Tumors can vary widely in size from as small as a grain of sand to as large as an adult human head depending on the type of tumor. A benign tumor does not spread whereas a malignant or cancerous one spreads throughout the body via blood flow, lymphatic system (lymph nodes) or direct extension of cancer cells into nearby tissues. Malignant cells invade the surrounding normal tissue while traveling through blood and lymphatic vessels causing tumors to grow in size while severely compromising your body’s ability to fight off infection, heal wounds, absorb nutrients etc. They also secrete corrosive enzymes which damage healthy tissue around them leading to further complications like reduced organ function, reduced kidney function (renal failure), shock, coma – all of which can be fatal if left untreated.
How do you know if you have cancer, IBS or leaky gut syndrome?
Cancerous tumors cause certain symptoms depending on where they are located in your body. For example: Lung cancer can cause a persistent cough, blood-tinged sputum, wheezing, chest pain etc. whereas brain cancer might cause abnormal neurological problems like seizures, headaches, vision loss etc. Tumors also release chemicals which trigger many of the same symptoms as other serious diseases so it’s difficult to self-diagnose using symptoms alone – especially since most cancer patients initially experience very few symptoms at first. If you suspect you might have cancer or IBS (which can cause tumors in your digestive system) then make an appointment with your doctor ASAP.
More on how antibiotics cause cancer
A recent study shows that regular use of antibiotics can double the risk for ovarian cancer. This is because most common types are given as a precautionary measure against bacterial vaginosis (BV occurs when there is an overgrowth of anaerobic bacteria in the vagina. It is not sexually transmitted and is pretty harmless, but can cause bad smelling discharge.)
Ways in which you can reduce your risk of developing a tumor when taking antibiotics (e.g., take probiotics)

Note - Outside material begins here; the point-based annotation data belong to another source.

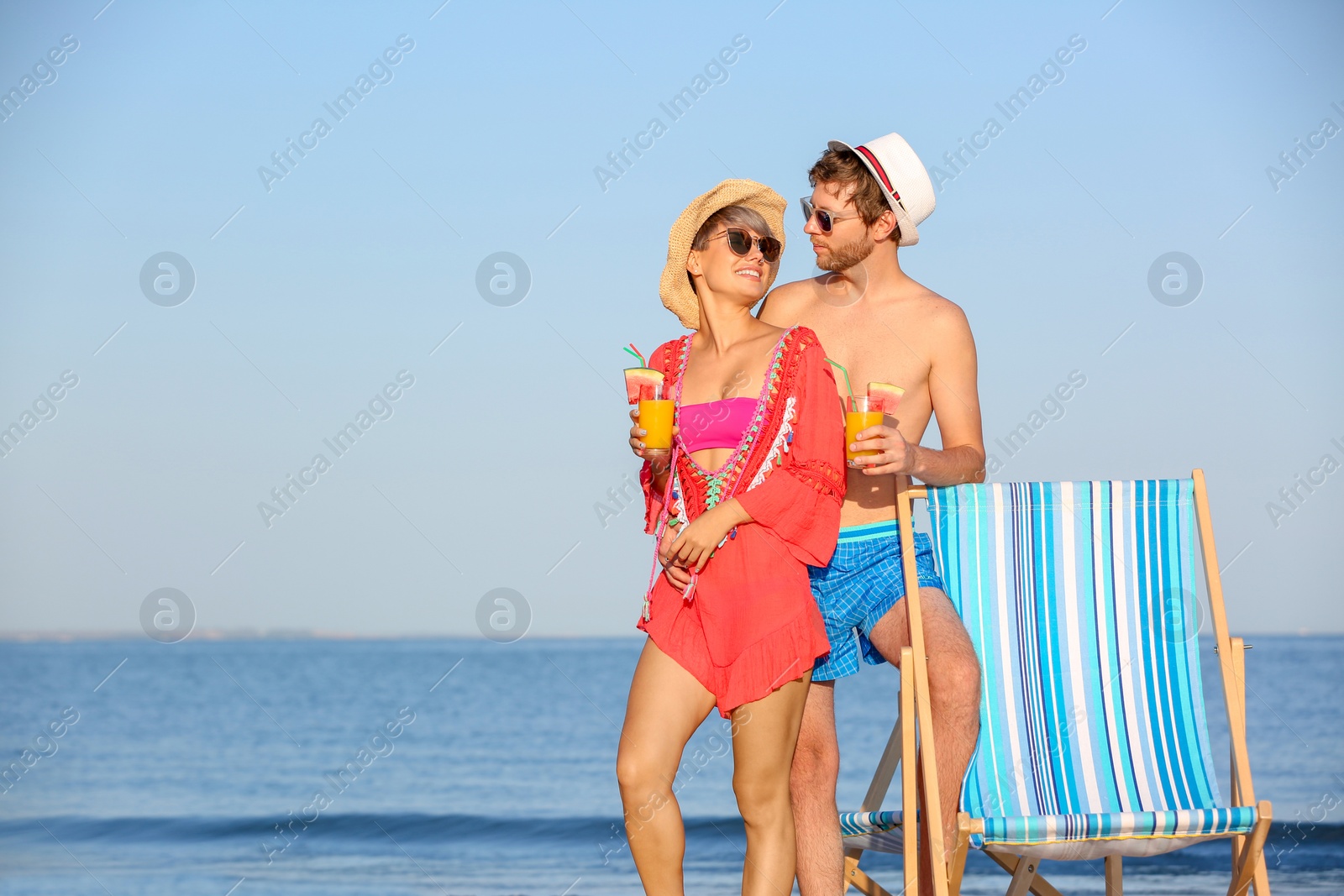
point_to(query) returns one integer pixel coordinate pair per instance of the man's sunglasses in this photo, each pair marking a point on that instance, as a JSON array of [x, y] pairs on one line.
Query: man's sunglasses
[[739, 242], [826, 219]]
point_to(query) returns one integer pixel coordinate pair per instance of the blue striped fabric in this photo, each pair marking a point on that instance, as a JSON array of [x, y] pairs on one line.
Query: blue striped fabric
[[1079, 598]]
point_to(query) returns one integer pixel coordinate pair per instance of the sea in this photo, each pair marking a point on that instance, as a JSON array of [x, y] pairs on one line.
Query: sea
[[470, 768]]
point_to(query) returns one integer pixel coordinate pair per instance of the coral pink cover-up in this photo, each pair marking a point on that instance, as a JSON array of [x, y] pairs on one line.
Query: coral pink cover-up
[[752, 625]]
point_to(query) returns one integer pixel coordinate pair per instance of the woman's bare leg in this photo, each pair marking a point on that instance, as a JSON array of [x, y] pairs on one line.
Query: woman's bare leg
[[667, 705], [764, 736]]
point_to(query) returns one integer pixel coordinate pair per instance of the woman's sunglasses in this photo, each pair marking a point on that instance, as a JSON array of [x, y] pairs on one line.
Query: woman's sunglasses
[[739, 242], [826, 219]]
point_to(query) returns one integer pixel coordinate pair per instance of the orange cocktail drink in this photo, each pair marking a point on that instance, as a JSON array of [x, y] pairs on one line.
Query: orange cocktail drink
[[859, 416], [656, 421]]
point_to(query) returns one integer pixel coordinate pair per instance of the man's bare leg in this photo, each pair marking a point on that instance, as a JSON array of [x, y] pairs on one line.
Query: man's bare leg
[[954, 694], [812, 788]]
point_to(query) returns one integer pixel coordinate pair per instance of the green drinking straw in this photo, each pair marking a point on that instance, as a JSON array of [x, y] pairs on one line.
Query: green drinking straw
[[843, 371]]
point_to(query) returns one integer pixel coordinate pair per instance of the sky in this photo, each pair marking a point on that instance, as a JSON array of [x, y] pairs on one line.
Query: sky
[[201, 285]]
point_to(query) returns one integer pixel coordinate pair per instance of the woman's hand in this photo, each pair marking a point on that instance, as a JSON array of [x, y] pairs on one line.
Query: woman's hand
[[676, 574], [638, 445], [692, 546]]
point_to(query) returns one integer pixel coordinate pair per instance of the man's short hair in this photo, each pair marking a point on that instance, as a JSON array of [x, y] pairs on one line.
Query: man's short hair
[[843, 167]]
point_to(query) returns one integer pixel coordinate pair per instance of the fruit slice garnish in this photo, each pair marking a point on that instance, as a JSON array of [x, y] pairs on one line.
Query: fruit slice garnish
[[887, 396], [640, 383]]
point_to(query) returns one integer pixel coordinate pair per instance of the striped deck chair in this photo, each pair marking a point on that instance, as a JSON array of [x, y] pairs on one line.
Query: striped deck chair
[[1079, 598]]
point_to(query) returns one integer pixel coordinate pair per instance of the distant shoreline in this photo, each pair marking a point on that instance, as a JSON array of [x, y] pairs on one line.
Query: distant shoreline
[[319, 634]]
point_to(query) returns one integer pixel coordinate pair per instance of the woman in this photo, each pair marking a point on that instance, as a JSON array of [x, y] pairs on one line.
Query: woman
[[749, 496]]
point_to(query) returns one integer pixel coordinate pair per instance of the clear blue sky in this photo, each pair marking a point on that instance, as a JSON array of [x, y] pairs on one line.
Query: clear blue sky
[[315, 291]]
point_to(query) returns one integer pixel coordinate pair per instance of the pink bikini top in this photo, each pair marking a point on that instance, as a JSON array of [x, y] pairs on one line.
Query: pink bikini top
[[716, 423]]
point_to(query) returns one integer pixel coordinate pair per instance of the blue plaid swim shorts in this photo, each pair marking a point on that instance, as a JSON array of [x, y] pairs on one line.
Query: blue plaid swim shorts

Probiotics and prebiotics can help you stay healthy while taking antibiotics by replenishing the good bacteria in your gut. Prebiotics are simply “food” for probiotics and promote their growth whereas probiotics colonize your gut, grow and reproduce thus maintaining a healthy, balanced digestive system. Taking antibiotics kills all the good as well as bad bacteria so it’s important to eat foods which contain live cultures such as yogurt (with live active cultures) or take a probiotics supplement.
However, taking antibiotics is not the only way to develop intestinal inflammation. Consuming an imbalanced diet high in processed foods can also cause intestinal permeability (leaky gut syndrome) which is linked to many autoimmune diseases. It all comes down to eating more whole foods, less unprocessed foods and less junk food.
You can also reduce your risk by quitting smoking (if applicable), staying away from too much sun exposure, maintaining a healthy weight and exercising regularly. I know that sounds like common sense but most people who develop cancer are either overweight, smokers, or both!